If your firm is experiencing challenges complying with your obligations under the PCMLTFA or your monthly AMLTF reporting obligations to securities regulators, AUM Law can help. For example, we can prepare and file on your behalf your monthly AMLTF reports with securities regulators. And if you are facing an instance of potential or actual non-compliance with your obligations, we can advise you on how to document the issues, develop mitigation strategies and liaise with regulators on your behalf as needed.
March 31, 2020
Answer: The pandemic is likely to be a life event for many individual clients, who might experience, among other things, a loss or significant decrease in employment or business income, a significant decrease in the value of their investments, and/or become seriously ill. This means that such clients’ know-your-client (KYC) information could need updating and that transactions, holdings and/or accounts might no longer be suitable for them.

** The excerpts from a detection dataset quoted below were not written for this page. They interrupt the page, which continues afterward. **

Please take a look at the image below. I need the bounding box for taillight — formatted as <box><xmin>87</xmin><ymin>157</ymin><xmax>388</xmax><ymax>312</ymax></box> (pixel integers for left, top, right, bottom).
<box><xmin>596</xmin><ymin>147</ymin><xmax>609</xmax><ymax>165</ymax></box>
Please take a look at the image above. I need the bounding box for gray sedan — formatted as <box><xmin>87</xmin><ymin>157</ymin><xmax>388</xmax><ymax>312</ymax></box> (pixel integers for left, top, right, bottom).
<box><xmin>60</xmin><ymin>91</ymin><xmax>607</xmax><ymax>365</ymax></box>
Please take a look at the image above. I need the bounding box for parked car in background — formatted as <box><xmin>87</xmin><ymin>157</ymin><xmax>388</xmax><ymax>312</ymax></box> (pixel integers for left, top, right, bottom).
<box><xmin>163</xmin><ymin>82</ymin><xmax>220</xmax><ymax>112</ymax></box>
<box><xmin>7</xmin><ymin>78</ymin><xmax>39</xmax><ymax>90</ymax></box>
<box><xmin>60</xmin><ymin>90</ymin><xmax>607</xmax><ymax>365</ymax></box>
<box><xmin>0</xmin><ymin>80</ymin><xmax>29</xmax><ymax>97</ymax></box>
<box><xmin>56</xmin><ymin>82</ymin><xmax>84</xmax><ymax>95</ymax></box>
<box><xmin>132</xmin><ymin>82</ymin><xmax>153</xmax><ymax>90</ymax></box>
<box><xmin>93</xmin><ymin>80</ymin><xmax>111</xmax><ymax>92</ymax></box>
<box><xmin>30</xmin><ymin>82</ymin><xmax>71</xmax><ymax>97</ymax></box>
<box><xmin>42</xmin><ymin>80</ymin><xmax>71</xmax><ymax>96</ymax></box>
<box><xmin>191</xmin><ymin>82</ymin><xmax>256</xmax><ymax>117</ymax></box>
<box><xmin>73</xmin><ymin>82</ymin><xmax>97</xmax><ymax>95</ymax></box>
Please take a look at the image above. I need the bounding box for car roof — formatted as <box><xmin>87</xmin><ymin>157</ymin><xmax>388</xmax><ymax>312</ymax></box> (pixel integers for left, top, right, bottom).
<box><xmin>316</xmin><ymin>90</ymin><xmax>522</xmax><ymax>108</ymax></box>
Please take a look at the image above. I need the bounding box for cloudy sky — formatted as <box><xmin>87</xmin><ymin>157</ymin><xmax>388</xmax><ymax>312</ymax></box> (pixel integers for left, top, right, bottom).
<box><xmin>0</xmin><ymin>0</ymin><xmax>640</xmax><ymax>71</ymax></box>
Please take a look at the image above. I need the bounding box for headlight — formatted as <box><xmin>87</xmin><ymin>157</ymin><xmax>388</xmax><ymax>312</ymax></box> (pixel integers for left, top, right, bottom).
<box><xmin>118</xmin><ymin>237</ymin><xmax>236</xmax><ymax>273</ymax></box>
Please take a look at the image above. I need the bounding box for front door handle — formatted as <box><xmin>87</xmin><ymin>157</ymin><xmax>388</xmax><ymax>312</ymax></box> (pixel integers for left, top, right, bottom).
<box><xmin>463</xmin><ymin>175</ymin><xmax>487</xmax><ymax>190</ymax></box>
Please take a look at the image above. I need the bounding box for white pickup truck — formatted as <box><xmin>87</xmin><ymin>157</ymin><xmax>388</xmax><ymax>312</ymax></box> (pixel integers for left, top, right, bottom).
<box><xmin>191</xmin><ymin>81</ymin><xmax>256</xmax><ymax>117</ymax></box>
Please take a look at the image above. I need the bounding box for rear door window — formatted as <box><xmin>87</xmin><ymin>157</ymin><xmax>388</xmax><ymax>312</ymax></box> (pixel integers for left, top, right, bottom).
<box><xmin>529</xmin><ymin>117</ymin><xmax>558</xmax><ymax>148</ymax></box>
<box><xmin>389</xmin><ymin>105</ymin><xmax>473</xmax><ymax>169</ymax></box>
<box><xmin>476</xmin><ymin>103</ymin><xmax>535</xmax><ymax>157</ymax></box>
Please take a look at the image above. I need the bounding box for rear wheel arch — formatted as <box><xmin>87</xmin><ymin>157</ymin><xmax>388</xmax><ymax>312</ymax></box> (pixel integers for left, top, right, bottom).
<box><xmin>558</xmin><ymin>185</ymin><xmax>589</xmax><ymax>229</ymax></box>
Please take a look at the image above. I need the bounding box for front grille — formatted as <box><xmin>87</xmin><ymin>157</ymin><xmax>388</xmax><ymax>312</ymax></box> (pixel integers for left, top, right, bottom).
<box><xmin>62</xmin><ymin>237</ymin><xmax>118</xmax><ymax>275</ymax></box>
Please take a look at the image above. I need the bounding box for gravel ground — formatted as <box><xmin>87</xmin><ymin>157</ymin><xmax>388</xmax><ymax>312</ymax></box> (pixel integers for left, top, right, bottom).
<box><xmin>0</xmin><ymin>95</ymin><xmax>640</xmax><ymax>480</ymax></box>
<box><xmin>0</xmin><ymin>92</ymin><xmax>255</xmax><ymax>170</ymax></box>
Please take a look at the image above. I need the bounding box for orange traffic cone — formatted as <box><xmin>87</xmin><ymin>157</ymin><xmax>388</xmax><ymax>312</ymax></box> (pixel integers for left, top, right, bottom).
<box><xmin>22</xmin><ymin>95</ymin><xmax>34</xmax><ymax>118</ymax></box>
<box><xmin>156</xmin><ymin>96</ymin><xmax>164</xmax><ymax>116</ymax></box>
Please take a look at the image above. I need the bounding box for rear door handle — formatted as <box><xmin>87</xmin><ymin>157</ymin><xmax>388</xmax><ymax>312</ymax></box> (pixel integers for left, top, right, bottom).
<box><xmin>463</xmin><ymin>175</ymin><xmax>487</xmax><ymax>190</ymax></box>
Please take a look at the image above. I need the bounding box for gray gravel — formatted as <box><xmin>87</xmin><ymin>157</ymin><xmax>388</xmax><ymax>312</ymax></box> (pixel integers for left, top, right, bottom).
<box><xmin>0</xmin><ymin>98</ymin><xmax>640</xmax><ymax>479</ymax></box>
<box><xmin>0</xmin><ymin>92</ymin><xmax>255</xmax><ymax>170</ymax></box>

Remember that, for accounts subject to the suitability determination requirements in National Instrument 31-103 Registration Requirements, Exemptions and Ongoing Registrant Obligations (NI 31-103), registrants must take reasonable steps to keep current the client’s KYC information. In addition, before making a recommendation, accepting a client’s instruction to buy or sell a security, or making a purchase or sale of a security for a managed account, the registrant must take reasonable steps to ensure that the purchase or sale of the security is suitable for the client.
The challenge, of course, is that a registrant may have hundreds or thousands of clients whose circumstances have changed, or are about to change, as the COVID-19 crisis continues to evolve. And the potential need to update KYC information is occurring while individual clients and registrants are coping with the dislocations caused by quarantine measures and the shift to work-from-home arrangements.
Given, however, the fundamental importance of the KYC and suitability requirements as investor protection mechanisms, we don’t expect securities regulators to take a lax approach to compliance in this area. Pandemic or not, registered firms should have policies and procedures for updating KYC information, including in situations like these where registrants might have reason to believe that clients’ circumstances have changed, or are about to change, significantly. We expect that in a compliance review or other inquiry, regulators will want to documentation showing that a registered firm has:
- Effective policies and procedures for updating KYC;
- If necessary to accommodate the need to update KYC information on a wide scale and rapid basis, the firm has revised its procedures;
- Pursuant to those policies and procedures, reached a well-reasoned decision on how to communicate with clients whose KYC information might need updating now;
- Executed on the firm’s plan to update KYC as needed; and
- Revised the plan, if necessary, and executed the revised plan if the changing circumstances warrant it.